Argyll after Dunblane

Lord Argyll reporting to Lord Townshend, Secretary of State, describes the degree of resistance after the rebels were defeated at Preston. Argyll says he would need more troops at his command and outlines the difficulties of taking Glasgow and Edinburgh, (SP 54/10/64).

Transcript

Sterling 19th November, 1715

My Lord,

I received last night a letter from Mr. Carpenter with the good news of the Rebells at Preston being all Prisoners but he makes a Reflection at the end of his letter which is a very wrong one, he imagines those at Perth may upon this news desire to capitulate, I hope his Majesties Ministers have not been of this opinion, because it would literally very greatly endanger the whole.

I have this morning received Intelligence from Perth by which I find that the Rebells were yesterday 7000 men and that they were gathering back their People from all corners of the country with a resolution to advance; If my Lord I could possibly guess what party would be most agreeable to his Majesty for me to take, I dare say your Lordship does me the justice to think I would execute it to the utmost of my power. We have, my Lord once fought and the more we all think of the action, the more we are astonisht that it should have ended as it did, and I do not believe there is an Officer here who thinks that it is allmost possible for us to succeed in another, three or four to one of people who will not only fight well; I believe all mankind must be of the opinion is not to be resisted. I confess to your Lordship notwithstanding the repeated intelligences I had I could not imagine that they were by 2000 men so strong as we found them, nor did I think it possible that they could have been in the order and disciple that they are, or that they could have behaved themselves with half the resolution that they did, so that if your Lordship thinks my judgement is at all to be depended upon, give me leave to say with the greatest submission, that it may prove fatall to whole if there is not what one may properly call an Army oppos’d to these people. This my Lord I do by no means say out of an ambition of having more Troops under my command, on the contrary, my humble Petition to his Majesty is that out of his goodness he would be pleas’d to place some other person at the head of his Troops, the Chief command being the only service that I am not able to execute, or that I shall not execute with the utmost pleasure. We are not present under as miserable a Dilemma as I think can possibly be imagined, if the Enemy advances we have but one of two parties to take to fight or to retire in the first case I think both the country and this corps of Troops will be lost, in the latter the Country is lost, and which adds to our difficultys, our foot [soldiers] do not at all think they can beat more than their own number.

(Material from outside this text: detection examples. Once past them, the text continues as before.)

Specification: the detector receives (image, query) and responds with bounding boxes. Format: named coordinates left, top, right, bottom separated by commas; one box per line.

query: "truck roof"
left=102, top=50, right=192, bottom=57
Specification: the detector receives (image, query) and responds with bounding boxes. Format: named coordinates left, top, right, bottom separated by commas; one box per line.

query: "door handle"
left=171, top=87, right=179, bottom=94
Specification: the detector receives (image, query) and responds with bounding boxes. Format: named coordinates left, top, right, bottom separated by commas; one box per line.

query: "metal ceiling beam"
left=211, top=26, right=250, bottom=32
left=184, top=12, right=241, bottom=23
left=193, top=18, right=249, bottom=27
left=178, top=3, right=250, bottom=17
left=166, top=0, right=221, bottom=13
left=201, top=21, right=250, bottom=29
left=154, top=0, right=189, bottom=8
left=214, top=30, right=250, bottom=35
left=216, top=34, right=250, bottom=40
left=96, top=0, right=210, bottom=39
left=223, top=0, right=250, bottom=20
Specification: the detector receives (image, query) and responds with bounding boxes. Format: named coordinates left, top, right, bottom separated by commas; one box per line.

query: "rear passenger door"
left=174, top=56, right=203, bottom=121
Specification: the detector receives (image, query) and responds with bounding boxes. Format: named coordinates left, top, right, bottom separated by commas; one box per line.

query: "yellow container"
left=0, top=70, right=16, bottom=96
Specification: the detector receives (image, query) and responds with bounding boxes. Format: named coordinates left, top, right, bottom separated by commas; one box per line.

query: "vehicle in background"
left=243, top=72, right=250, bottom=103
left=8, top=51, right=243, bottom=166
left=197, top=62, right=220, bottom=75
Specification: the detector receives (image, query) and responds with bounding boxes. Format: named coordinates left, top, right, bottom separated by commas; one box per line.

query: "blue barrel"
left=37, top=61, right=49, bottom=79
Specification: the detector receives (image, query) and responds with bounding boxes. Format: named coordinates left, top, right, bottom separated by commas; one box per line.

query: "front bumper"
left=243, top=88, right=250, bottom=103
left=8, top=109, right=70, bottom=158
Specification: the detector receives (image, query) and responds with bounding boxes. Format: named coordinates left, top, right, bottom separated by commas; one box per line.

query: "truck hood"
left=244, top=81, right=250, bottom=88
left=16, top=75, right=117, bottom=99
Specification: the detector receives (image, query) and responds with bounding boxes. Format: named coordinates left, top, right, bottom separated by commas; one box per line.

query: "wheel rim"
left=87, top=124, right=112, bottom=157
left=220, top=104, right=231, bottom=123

It  is my Lord more than six weeks that I have continually press’d the Town of Glasgow to run a strong entrenchment round the Town, by means it had been impossible for any number of men to have forced that place without a regular siege but my success in that matter has been but very small, so that I take for granted the Enemy will have accepted to it whenever they can come before it, and the Town of Edinburgh is in such condition as that no Detachment could get into it, yet on account of their never having any provisions in the Town but what they receive from day to day, whatever considerable Body can remain three or four days before it cannot faill of having it.

These my Lord are our Circumstances, and I am sure your Lordship does not think that I have in the least contributed towards them, either by fault or misfortune. I have not omitted one day since the Action to write my thoughts, which are every Officers here

I have the honour to be
with the Greatest Respect
Your Lordships most Obedient and most Humble Servant

Argyll

My Lord with this Express there goes a Bundle of the Standards and Colours [flags which represent different regiments, often used to mark a rallying point] taken at the Battle of Dumblain there was two or three more which were by some accident destroyed.